Data Type Configuration
Here, Data Type denotes a distinct flow of data into the system in which all the raw input arrives in the same binary format and conforms to some well-defined information schema (e.g., an XML dataset where all the input files conform to the same XSD)
Configuration Files
- File Name: {Data Type}-config.xml
- The only requirement for the file name is that it must end with “-config.xml”
- Example file: myjson-ingest-config.xml
- Edge definitions for the data type, if any, should be defined in a distinct, global config file
- Example file: edge-definitions.xml
Properties
In practice, the settings available to a given data type may originate from any number of specialized classes throughout the ingest API, each class establishing its own set of configurable behaviors for various ingest-related purposes. Thus, the properties below are a relatively small subset of all those possible, but they represent core settings that will be common across most, if not all, of your data types.

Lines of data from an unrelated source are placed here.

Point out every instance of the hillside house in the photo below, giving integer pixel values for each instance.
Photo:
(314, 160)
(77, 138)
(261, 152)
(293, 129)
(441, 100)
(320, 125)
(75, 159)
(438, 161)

Property Name | Description |
---|---|
data.name | This value is effectively an identifier for both the data type and its associated data feed. Therefore, the value
must be unique across all data type configs.
Unless a (data.name).output.name value is specified, this value will also be used as the Data Type (DT) identifier (and Column Family prefix) for all associated objects in the primary data table. If so, then it may be leveraged by query clients for data filtering purposes. Note that '(data.name).' must be used as a prefix for (most of) the data type's remaining property names |
(data.name).output.name | This value will be used to identify the Data Type (DT) and to establish the Column Family prefix for all associated
data objects in Accumulo. Thus, query clients may leverage this value for data filtering.
Unlike data.name, this value does not have to be unique across all configs. For example, we might find later on that there is enrichment info related to our original data feed that we'd like to incorporate. Rather than modify the original data feed and its config, we may opt to establish a new feed with its own distinct config. If so, we may find it beneficial to reuse the *.output.name value in the new feed's configuration Using the same output name for the new feed allows its data objects in Accumulo to be merged into and collocated with the corresponding data objects from the original feed, provided that both are utilizing compatible sharding and UID creation strategies for their respective objects |
(data.name).data.category.date | A known field name within the data to be used, if present, for the given object's shard row date (a.k.a. "event date"), thus affecting the object's partition assignment within the primary data table |
(data.name).data.category.date.formats | Known/valid date format(s) for the field identified by (data.name).data.category.date. Comma-delimited, if more than one.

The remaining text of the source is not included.